The literature data for conventional fixation methods report bone union rate of about 84% (range 54–82), with nonunion rate ranging from 18 to 46%, and particularly a rate of fixation failure ranging from 9 to 30% [1, 2, 5, 7, 24, 27, 28].

The rate of AVN seems to be similar worldwide and is slightly influenced by the applied fixation method, rating about 9% (range 6–19%) for undisplaced and about 16% (range 9–32%) for displaced fractures [36]. Conventional methods are related to moderate or severe pain in 30 to 43% of the patients, good relief of pain in about 70%, good mobility in 63% and poor mobility rate in 37% [2, 5].

With the higher rate of bone union (96.6%), lower incidence of nonunion (3.4%) and particularly fixation failure in only 2.4%, our data show that the method of BDSF demonstrates significantly better results compared to the literature data for conventional fixation. The registered in our study rates of AVN, pain, and mobility are comparable to that reported in the literature.

A limitation of the current study is that no computed tomography (CT) or magnetic resonance imaging (MRI) was applied for diagnosis of AVN. Also, despite the follow-up period of 29.6 months on average, the minimal follow-up period of 12 months may have been insufficient to register all cases of AVN. Further, although patient outcomes after fixation with the novel BDSF method were compared to literature data, there was no control group with application of three parallel cannulated screws in the current study. The reason for that was the insufficient number of patients operated with this conventional fixation technique during the retrospective period, due to its exclusion to use because of high failure risk.

Further to the results reported in our recently published biomechanical comparative study, the current clinical study reconfirms that the better outcomes following BDSF treatment are due to its high fixation strength [10].

With its very strong cortical support and increased screw angle, BDSF allows for immediate full weight-bearing, as it is reflected in the high Harris HS functional results and good independent daily living abilities of the patients.
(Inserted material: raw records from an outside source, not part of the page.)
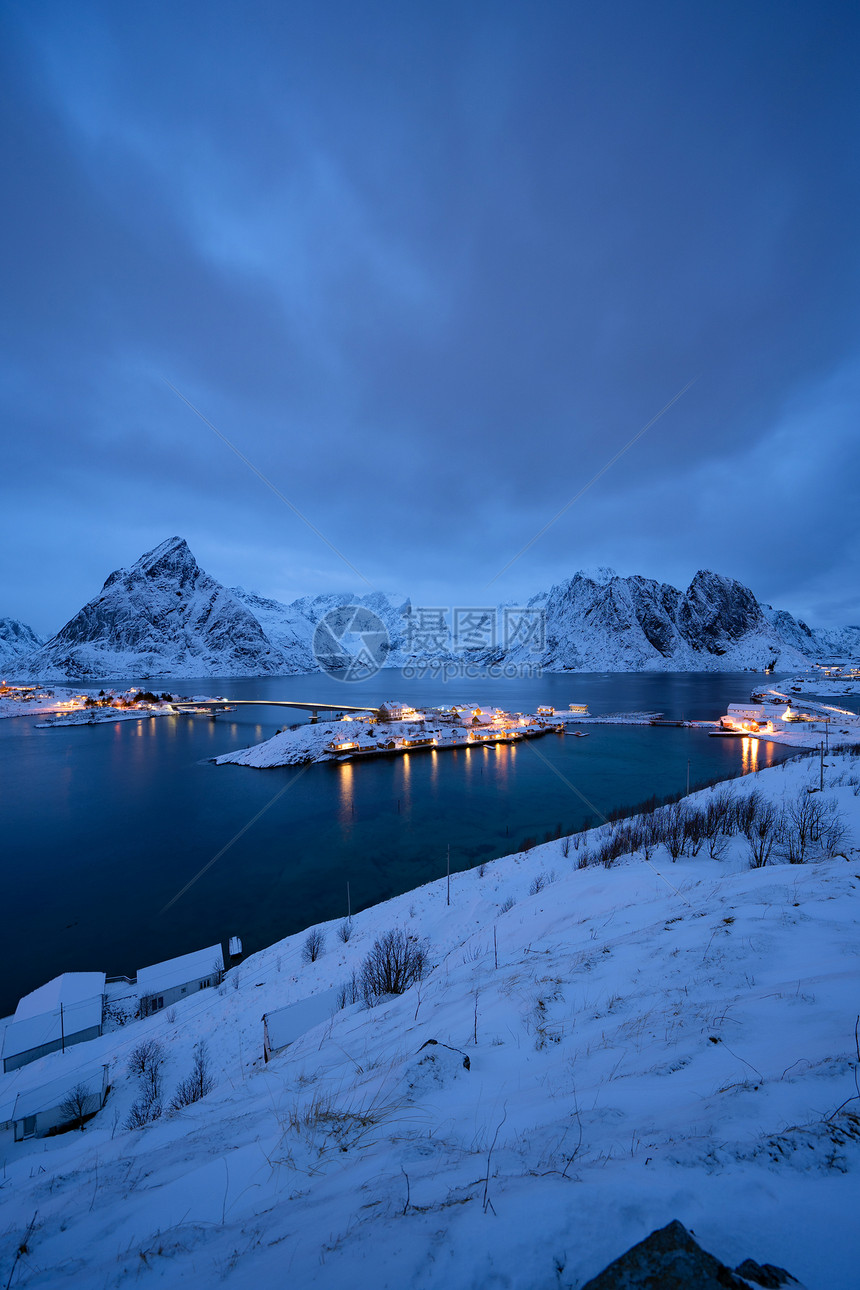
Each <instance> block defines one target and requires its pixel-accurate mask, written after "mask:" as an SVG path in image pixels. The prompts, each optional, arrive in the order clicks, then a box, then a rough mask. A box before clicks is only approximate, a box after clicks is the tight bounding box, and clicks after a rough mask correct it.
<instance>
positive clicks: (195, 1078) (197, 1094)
mask: <svg viewBox="0 0 860 1290" xmlns="http://www.w3.org/2000/svg"><path fill="white" fill-rule="evenodd" d="M214 1087H215V1078H214V1076H213V1075H211V1072H210V1069H209V1050H208V1047H206V1041H205V1040H200V1042H199V1044H195V1059H193V1066H192V1068H191V1075H187V1076H186V1078H184V1080H181V1081H179V1084H178V1086H177V1091H175V1093H174V1095H173V1098H171V1099H170V1109H171V1111H181V1109H182V1107H188V1106H191V1103H192V1102H200V1099H201V1098H205V1096H206V1094H208V1093H211V1090H213V1089H214Z"/></svg>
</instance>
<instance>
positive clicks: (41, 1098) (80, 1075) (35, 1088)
mask: <svg viewBox="0 0 860 1290" xmlns="http://www.w3.org/2000/svg"><path fill="white" fill-rule="evenodd" d="M107 1093H108V1082H107V1066H93V1067H88V1068H83V1069H81V1068H79V1069H77V1071H70V1072H67V1073H66V1075H63V1076H62V1077H61V1078H57V1080H52V1081H50V1084H41V1085H39V1086H37V1087H35V1089H26V1090H24V1091H23V1093H19V1094H18V1096H17V1098H15V1103H14V1108H13V1111H12V1116H10V1118H12V1126H13V1135H14V1140H15V1142H23V1139H24V1138H45V1136H46V1135H48V1134H49V1133H52V1131H54V1130H58V1129H63V1127H67V1126H71V1125H73V1124H75V1122H76V1121H77V1120H79V1117H80V1118H84V1120H88V1118H89V1117H90V1116H94V1115H95V1112H97V1111H101V1109H102V1107H103V1106H104V1100H106V1098H107Z"/></svg>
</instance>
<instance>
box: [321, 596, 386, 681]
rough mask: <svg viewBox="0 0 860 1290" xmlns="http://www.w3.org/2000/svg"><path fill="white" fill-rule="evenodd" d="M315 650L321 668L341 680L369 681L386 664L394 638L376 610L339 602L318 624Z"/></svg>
mask: <svg viewBox="0 0 860 1290" xmlns="http://www.w3.org/2000/svg"><path fill="white" fill-rule="evenodd" d="M312 649H313V657H315V659H316V660H317V664H318V667H320V671H322V672H327V673H329V676H335V677H337V679H338V680H339V681H366V680H367V679H369V677H371V676H375V675H376V672H378V671H379V670H380V668H382V667H384V666H386V662H387V659H388V651H389V649H391V639H389V636H388V628H387V627H386V624H384V623H383V620H382V618H380V617H379V614H374V611H373V609H367V608H366V606H365V605H338V606H337V609H330V610H329V611H327V614H324V615H322V618H321V619H320V622H318V623H317V624H316V628H315V632H313V642H312Z"/></svg>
In the recent years, there is observed a trend using more and more hemiarthroplasties in displaced femoral neck fractures, but we should not forget that more than 90% of these fractures may heal and in 85% the healing will be uneventful.

The BDSF method can be easy learned within a few applications under guidance; however, for rather unexperienced surgeons, it could be more difficult to achieve anatomical fracture reduction and proper C-arm image evaluation.

Conclusion

By providing additional cortical support, the novel BDSF method enhances femoral neck fracture fixation strength, reveals excellent clinical outcomes and is a valid alternative to other treatment methods.